Administration sources said they were concerned that the plan might have become an issue in the presidential campaign because the public would distrust a system that might relax standards for such things as the levels of asbestos in the air or pesticide residues in food.

The government approaches questions about the hazards of toxic substances now much the way it has for four decades: it depends on animal studies that poorly predict the effects of toxins on humans and mathematical formulas that assume some level of risk exists even at minute exposure levels. Over time, this system of predicting risks became the foundation for a wide variety of health and safety regulations.

Some White House officials say Mr. Bush and Mr. Quayle are concerned that the nation is spending too much money to correct environmental hazards that do not pose a high risk to human health.
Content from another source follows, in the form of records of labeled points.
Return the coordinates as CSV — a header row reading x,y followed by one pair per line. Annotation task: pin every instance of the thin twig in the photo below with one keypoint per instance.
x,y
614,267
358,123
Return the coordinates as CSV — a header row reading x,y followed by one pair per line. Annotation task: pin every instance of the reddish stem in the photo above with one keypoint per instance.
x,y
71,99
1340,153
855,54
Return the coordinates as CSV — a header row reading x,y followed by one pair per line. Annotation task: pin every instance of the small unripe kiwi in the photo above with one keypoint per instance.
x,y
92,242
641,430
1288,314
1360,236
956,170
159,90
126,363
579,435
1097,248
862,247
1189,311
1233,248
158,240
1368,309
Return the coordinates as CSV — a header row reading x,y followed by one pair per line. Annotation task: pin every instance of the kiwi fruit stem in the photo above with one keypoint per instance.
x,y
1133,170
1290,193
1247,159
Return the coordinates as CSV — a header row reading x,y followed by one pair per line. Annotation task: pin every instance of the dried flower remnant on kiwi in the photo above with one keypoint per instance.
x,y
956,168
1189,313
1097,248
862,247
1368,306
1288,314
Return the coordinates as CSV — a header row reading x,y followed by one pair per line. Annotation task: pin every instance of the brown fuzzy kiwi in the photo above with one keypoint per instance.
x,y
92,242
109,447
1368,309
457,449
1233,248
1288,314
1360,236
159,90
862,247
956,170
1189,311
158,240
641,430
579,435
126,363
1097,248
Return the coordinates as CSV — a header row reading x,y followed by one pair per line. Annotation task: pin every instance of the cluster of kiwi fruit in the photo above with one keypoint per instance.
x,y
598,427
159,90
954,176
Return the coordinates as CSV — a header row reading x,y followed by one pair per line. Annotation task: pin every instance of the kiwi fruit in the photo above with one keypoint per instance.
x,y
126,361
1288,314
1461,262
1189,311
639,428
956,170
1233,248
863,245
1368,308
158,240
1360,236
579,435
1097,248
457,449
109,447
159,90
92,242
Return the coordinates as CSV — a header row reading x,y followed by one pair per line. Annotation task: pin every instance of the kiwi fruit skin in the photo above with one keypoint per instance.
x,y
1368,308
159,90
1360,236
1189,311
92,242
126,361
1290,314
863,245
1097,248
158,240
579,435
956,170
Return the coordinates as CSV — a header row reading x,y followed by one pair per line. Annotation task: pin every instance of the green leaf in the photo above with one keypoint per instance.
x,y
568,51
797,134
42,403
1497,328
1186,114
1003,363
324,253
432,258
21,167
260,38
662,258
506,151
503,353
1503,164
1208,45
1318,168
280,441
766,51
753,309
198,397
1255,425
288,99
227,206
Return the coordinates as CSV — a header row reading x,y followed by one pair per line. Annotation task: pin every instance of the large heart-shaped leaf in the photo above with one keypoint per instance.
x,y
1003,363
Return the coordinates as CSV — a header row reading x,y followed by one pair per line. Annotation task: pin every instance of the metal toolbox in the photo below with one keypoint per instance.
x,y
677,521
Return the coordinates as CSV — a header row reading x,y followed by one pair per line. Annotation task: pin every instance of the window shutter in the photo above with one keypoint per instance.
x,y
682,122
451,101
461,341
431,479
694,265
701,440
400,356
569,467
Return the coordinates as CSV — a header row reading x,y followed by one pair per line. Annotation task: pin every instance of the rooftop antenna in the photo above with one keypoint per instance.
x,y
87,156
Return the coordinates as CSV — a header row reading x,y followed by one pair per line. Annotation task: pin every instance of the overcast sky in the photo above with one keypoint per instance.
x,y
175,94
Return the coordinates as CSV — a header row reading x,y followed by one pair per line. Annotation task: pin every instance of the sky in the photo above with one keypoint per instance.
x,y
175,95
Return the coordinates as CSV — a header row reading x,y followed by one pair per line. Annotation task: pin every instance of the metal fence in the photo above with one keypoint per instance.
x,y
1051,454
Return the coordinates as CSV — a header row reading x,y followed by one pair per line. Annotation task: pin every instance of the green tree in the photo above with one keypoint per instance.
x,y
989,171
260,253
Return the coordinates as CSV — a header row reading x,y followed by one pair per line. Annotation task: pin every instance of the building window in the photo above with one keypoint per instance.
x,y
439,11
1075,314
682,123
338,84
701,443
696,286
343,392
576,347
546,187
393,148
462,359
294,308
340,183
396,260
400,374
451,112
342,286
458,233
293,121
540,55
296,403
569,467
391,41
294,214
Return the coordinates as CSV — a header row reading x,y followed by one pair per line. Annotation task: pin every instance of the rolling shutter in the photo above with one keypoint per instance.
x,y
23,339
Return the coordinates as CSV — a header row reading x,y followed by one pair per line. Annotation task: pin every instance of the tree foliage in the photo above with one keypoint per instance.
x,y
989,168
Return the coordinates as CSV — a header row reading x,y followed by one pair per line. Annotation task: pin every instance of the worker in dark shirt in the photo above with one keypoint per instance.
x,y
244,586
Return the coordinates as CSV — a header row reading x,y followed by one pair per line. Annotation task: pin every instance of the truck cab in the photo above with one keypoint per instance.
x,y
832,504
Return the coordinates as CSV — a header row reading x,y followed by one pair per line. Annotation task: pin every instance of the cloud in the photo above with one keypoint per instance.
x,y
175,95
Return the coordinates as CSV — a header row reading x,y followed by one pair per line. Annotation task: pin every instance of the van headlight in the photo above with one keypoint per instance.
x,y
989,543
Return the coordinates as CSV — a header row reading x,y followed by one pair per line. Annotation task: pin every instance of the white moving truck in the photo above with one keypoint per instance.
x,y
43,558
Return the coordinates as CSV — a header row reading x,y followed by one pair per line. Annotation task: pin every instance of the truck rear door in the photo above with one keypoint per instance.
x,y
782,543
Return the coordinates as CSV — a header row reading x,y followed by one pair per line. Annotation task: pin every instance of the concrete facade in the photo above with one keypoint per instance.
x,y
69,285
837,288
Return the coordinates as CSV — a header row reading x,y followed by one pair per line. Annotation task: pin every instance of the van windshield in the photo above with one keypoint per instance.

For example, the United States is spending more than $10 billion a year to clean up toxic and radioactive wastes. And so some officials are asking: Should it spend that money on new sewage systems to prevent human wastes and bacteria from polluting ocean beaches?

These officials cite an estimate by the National Cancer Institute that 1 to 3 percent of the 520,000 cancer-related deaths expected this year will be caused by environmental exposures to toxic compounds.

Environmentalists contended that the plan was another facet of the administration's program to weaken environmental regulations and make it less costly for industry to meet health and safety laws, thus exposing workers and the public to greater dangers.